Flexible Spending Accounts - FSA
Employer sponsored Flexible Spending Accounts (FSAs) allow employees to set aside a portion of their earnings on a pre-tax basis to pay for qualified medical and/or dependent care expenses.Health FSA
The most common type of FSA is used to pay for medical expenses not covered by insurance; this usually means deductibles, copayments, and coinsurance for the employee's health plan, but may also include other expenses not covered by the health plan such as dental and vision expenses.A Health FSA cannot pay for health insurance premiums, cosmetic items, cosmetic surgery, controlled substances, or items that improve "general health". All items must be intended to treat or prevent a specific medical condition; this can be as significant as diabetes or pregnancy, or as trivial as skin cuts. Generally, allowable items are the same as those allowable for the medical tax deduction, as outlined in IRS publication 502.

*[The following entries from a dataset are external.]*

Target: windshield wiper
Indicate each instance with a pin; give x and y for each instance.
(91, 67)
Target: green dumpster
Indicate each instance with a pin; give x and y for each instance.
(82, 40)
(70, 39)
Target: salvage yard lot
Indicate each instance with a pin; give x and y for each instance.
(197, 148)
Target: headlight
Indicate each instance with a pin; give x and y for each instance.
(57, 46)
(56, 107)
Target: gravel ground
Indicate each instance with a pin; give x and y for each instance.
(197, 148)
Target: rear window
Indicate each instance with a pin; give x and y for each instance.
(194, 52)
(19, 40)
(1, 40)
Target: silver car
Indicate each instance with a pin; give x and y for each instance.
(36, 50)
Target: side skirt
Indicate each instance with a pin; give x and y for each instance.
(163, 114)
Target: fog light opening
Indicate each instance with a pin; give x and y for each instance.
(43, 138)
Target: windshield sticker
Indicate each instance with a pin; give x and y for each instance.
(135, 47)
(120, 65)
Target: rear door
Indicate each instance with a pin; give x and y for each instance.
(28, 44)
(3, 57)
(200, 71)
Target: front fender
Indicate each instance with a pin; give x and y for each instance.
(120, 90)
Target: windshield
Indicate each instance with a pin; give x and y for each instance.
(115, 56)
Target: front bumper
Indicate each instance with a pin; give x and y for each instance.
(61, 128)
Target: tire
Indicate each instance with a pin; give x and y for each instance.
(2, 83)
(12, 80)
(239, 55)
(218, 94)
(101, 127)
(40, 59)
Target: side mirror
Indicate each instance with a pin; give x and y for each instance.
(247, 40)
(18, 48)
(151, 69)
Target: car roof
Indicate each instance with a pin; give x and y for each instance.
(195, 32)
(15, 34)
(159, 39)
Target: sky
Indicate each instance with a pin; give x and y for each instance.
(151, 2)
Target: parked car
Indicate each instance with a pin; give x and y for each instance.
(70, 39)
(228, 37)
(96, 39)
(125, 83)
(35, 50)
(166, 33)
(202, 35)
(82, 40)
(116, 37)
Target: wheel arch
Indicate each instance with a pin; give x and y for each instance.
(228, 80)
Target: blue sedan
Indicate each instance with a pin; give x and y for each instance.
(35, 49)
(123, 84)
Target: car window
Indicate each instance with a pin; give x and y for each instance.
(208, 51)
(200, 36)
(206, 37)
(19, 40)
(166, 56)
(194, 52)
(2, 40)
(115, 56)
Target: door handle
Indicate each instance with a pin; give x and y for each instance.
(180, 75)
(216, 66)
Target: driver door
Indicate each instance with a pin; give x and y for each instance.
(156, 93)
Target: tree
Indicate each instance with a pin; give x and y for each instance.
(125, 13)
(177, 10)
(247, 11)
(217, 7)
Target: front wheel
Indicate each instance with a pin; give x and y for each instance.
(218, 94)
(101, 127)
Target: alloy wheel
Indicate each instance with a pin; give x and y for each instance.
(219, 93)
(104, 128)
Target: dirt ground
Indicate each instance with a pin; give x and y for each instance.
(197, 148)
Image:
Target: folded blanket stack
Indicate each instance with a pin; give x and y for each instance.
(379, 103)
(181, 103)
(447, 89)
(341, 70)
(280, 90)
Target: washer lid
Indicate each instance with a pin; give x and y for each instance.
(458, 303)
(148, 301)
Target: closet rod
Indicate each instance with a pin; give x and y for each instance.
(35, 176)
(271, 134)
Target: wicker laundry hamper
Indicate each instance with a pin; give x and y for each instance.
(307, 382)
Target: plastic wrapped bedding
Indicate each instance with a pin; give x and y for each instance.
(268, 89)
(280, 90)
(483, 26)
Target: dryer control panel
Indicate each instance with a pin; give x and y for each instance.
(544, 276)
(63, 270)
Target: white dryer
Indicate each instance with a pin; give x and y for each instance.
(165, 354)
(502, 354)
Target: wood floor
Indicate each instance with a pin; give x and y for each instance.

The employee’s annual election for the Health FSA is available for the employee and his/her family or eligible dependents at any time within the plan year after the employee has enrolled and become an active participant in the Plan. This is known as the Uniform Coverage Rule.
Dependent Care FSA
FSAs can also be established to pay for certain expenses to care for dependents that live with you while you are at work. While this most commonly means child care for dependent children up to age 13, it can also be used for adult day care for senior citizen dependents that live with you, such as parents. It cannot be used for summer camps (other than "day camps") or for long term care for parents that live elsewhere (such as in a nursing home).The dependent care FSA (Dependent Care Assistance Plan or DCAP) is federally capped at $5,000 per year. While either spouse can each elect to have this amount deducted from their paycheck and applied to expenses, at tax time all contributions in excess of $5,000 are taxed. Unmarried couples can each deduct and use $5,000 for their eligible dependents. Couples filing separately may each claim $2,500.
Unlike medical FSAs, dependent care FSAs have no Uniform Coverage provision; employees can only receive reimbursement as funds are deposited into the FSA. IRS requirements generally require employees to pay their child care expenses by other means, and be reimbursed via direct deposit or check from Dependent Care FSA funds each pay period, though employees can also use a Flex Debit Card to pay a child care provider if they accept debit or credit card payments.
If married, BOTH spouses must earn income in order to participate in a Dependent Care FSA. The only exception is if the non-earning spouse is disabled or a student. If one spouse earns less than $5,000 then the benefit is limited to whatever that spouse earned. Both spouses must be working at the time the care is provided in order for the expenses to be eligible.